II. Have at least one backup staff member with the ability to log into the accounts even if your primary social media manager does most or all of the posting. Do NOT have only one person with access. Staff change over time and you could end up locked out of your departmental account.
III. Be judicious in allowing student staff to manage departmental social media accounts. Having students participate can bring a nice voice to the content, but a lack of oversight can lead to being locked out of accounts and/or inappropriate content.
IV. Change your password often. An excellent rule of thumb would be once a semester, but at least once per academic year.
V. Use all of the security tools built into each platform to safeguard your accounts. These will often include two factor authentication and other settings to keep your account secure. Some platforms like Facebook and Instagram have a “Security/Privacy Checkup” feature. Use them.
VI. Set the email of the account to a department email, not a personal one. In the case of changes in staff, these department emails will not change. Check the email account frequently. Most of the social media platforms only email when there is a security threat or problem.

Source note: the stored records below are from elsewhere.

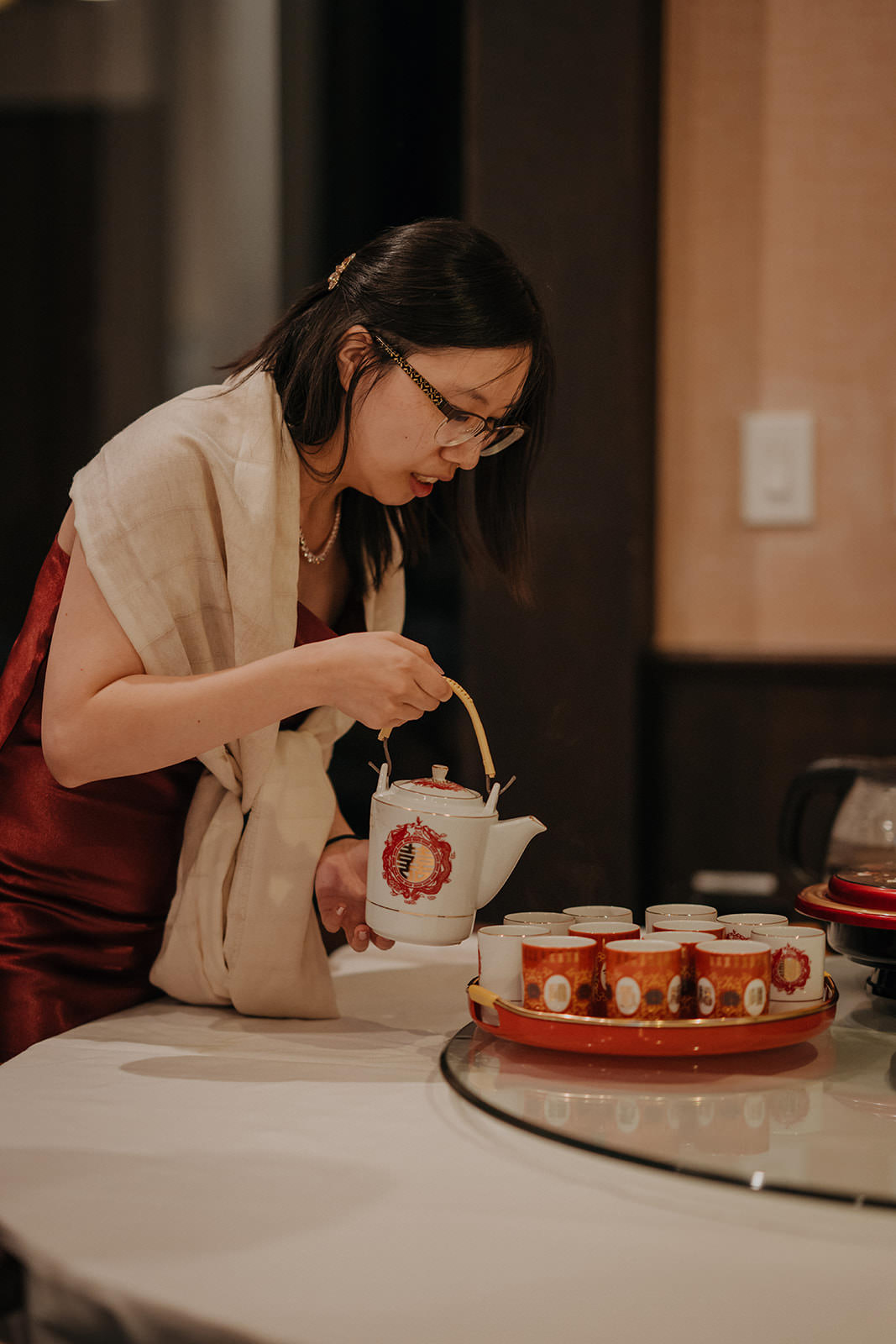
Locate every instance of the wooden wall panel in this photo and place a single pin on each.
(778, 281)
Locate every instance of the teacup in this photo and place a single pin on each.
(644, 979)
(732, 978)
(600, 932)
(672, 911)
(558, 974)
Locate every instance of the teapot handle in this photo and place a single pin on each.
(824, 777)
(466, 701)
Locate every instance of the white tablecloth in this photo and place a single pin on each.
(181, 1173)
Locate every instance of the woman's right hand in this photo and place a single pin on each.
(380, 679)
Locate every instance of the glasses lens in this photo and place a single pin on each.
(503, 438)
(458, 429)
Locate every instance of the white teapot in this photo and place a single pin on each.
(438, 853)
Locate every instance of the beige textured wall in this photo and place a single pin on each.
(778, 292)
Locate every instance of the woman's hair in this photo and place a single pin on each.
(429, 286)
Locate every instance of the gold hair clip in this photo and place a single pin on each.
(333, 279)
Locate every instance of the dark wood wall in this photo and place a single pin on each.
(82, 312)
(726, 738)
(562, 165)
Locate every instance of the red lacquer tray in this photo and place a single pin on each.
(667, 1037)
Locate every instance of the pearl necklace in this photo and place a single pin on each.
(318, 557)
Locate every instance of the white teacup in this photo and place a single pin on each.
(500, 961)
(560, 922)
(600, 913)
(671, 911)
(743, 925)
(797, 961)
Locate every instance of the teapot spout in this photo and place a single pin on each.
(506, 844)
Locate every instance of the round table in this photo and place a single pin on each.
(179, 1173)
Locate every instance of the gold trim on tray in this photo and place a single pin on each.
(483, 996)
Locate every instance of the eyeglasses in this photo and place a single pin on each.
(458, 427)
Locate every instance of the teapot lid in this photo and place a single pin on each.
(439, 786)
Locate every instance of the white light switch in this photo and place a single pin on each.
(777, 468)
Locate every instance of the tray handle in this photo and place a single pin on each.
(481, 996)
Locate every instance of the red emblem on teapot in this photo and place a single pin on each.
(417, 862)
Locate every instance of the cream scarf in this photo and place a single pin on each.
(190, 526)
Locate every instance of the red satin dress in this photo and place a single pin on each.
(86, 875)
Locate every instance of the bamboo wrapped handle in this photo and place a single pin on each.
(466, 699)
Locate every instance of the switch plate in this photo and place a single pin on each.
(778, 468)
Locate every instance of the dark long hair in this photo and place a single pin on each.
(429, 286)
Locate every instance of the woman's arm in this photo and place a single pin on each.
(103, 717)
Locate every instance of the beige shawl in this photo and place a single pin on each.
(190, 526)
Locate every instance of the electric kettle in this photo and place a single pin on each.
(848, 806)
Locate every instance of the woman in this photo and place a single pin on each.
(231, 568)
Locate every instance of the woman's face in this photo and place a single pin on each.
(392, 452)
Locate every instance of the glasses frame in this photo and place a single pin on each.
(443, 403)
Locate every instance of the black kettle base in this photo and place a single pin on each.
(883, 983)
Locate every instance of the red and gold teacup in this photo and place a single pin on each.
(732, 978)
(558, 974)
(644, 979)
(688, 940)
(600, 932)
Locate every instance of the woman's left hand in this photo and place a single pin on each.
(340, 885)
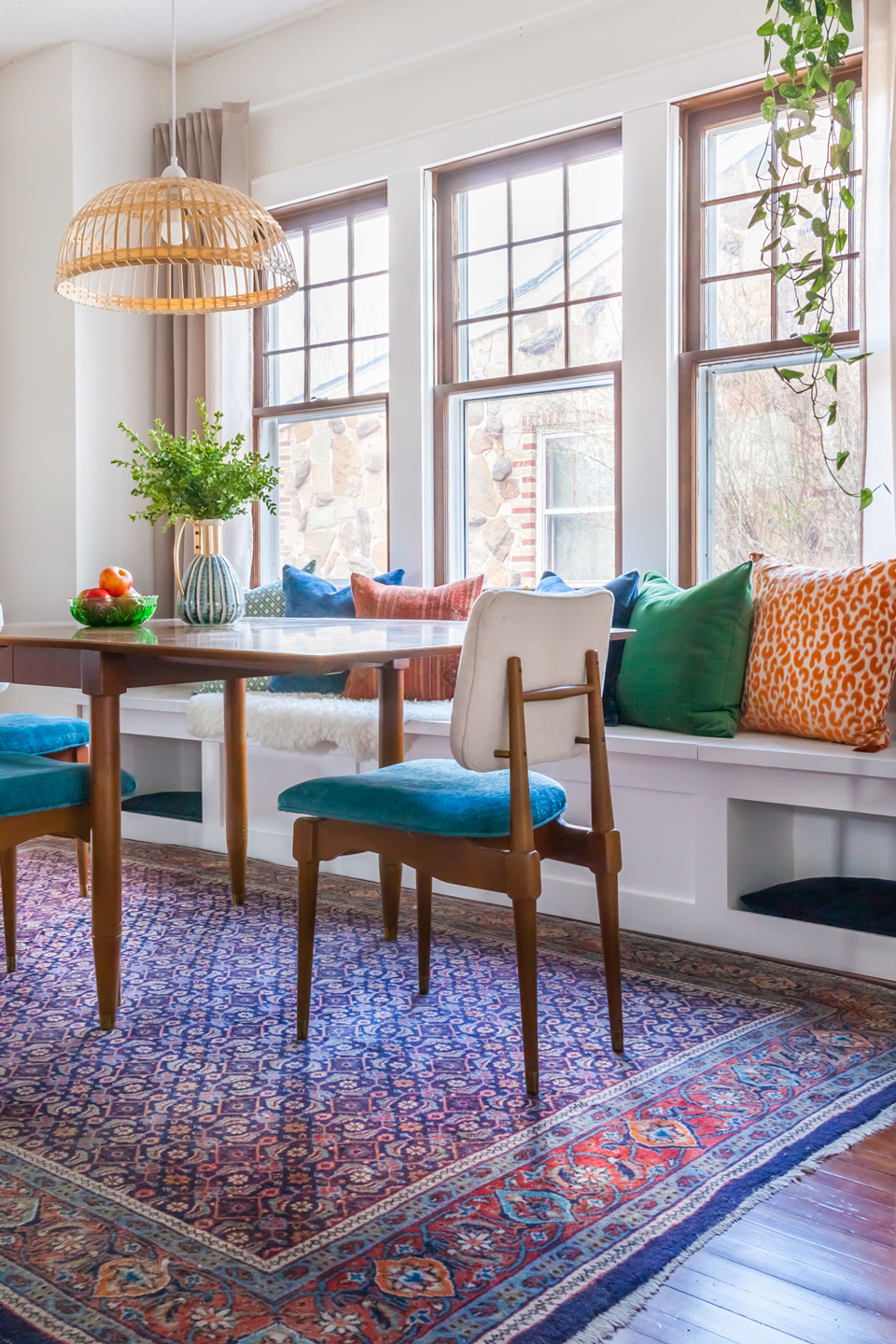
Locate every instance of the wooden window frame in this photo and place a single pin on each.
(308, 214)
(480, 171)
(697, 116)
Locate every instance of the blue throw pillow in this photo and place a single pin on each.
(624, 595)
(315, 598)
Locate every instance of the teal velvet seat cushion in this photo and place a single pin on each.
(35, 734)
(33, 784)
(434, 797)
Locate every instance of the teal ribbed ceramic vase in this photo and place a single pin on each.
(210, 593)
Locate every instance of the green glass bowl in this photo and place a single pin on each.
(121, 610)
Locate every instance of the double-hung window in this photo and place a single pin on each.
(529, 333)
(321, 393)
(751, 469)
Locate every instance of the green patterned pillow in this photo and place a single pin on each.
(269, 599)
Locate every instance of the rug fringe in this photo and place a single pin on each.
(603, 1327)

VII. Do NOT view your account as any sort of permanent record of your departments’ accomplishments. We all tend to view social media in this context. It’s how most of us unintentionally feel about our personal accounts and that tends to translate over to corporate accounts we manage. Social media channels are simply a conduit to communicate and nothing more. Don’t assume that they will exist tomorrow.
VII. Do NOT view social media as your “primary means of communication.” Free posts will only be seen by a small percentage of your followers. You should absolutely be using social media to promote your events and services, but don’t rely on these channels exclusively. Also utilize email newsletters, posters, and various other channels of communication to really saturate the campus with your marketing message.